Smooth Jazz Vibes
人間の歌声に最も近い楽器と言われるサックス。そして、その武器を最大限に発揮できるジャンルはと言えば、それはスムース・ジャズということになるのではないか。もともとはグローヴァー・ワシントンJr.が、R&Bシンガーが歌うかの如くサックスを奏でたことが、スムース・ジャズ誕生のきっかけだ。その原点に返って、R&Bフィールが横溢する甘美なスムース・ジャズの世界に迫る。
ジェラルド・アルブライト
ジェフ・ローバーやジョージ・デュークがプロデュースを手がけた作品などをはじめ、様々なジャンルのアーティストのセッションに参加して注目され、1987年に「ジャスト・ビトゥイーン・アス」でソロ・デビュー。1990年の「ドリーム・カム・トゥルー」がヒットを記録し、その後もコンスタントにアルバムをリリースしてきた。ファンキーなプレイが得意だが、音作りのセンスも良く、またベーシストとしても高い実力の持ち主である。
エリック・マリエンサル
1987年にチック・コリア・エレクトリック・バンドに加入し、その超絶的なテクニックで一躍注目を集めた。1988年に「ヴォイセズ・オブ・ザ・ハート」でソロ・デビューを果たし、その後もコンスタントにアルバムをリリース。ファンキーでダンサブルなサウンド、ポップなアプローチ、シリアスなジャズなど、幅広いサウンドを展開し、またテナー、アルト、ソプラノのいずれも自由に吹きこなすマルチ・リード奏者として、高い評価を得ている。

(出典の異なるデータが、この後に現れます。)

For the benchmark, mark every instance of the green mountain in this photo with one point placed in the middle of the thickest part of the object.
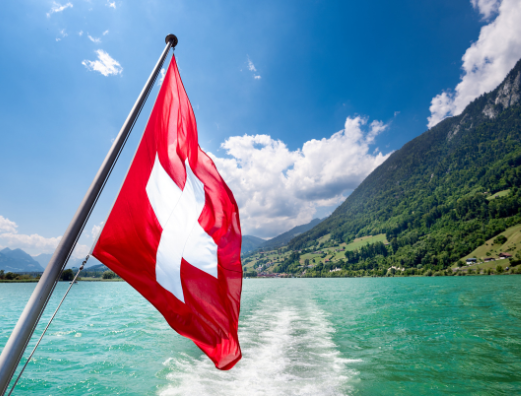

最近作は2007年の「ジャスト・アラウンド・ザ・コーナー」。
デイヴ・コーズ
ジェフ・ローバーやリチャード・マークスのグループで頭角を現わし、1990年に「デイヴ・コーズ」でソロ・デビュー。スムース・ジャズ的なメロディアスでクールなサウンドを展開する一方で、ファンキーで熱いプレイも得意。特にパワフルにブロウしまくり、ステージ狭しと駆け回る圧倒的なライブ・パフォーマンスは大きな魅力で、多くのファンを魅了してきた。日本にもファンは多く、ほぼ毎年来日して、熱いライブを繰り広げている。最近作は「ハロー・トゥモロウ」。
リチャード・エリオット
かつてタワー・オブ・パワーにも在籍し、ジャズからポップスまで幅広くカヴァーできる音楽性と確かなテクニックで、セッション・プレイヤーとして引っ張りだこになっていった。その後1987年に初リーダー作「トロール・タウン」をリリースし、1992年の「ソウル・エムブレイス」がコンテンポラリー・ジャズ・チャートの1位を記録。その後も意欲作を次々と制作して、スムース・ジャズ・シーンを代表するサックス奏者になっていった。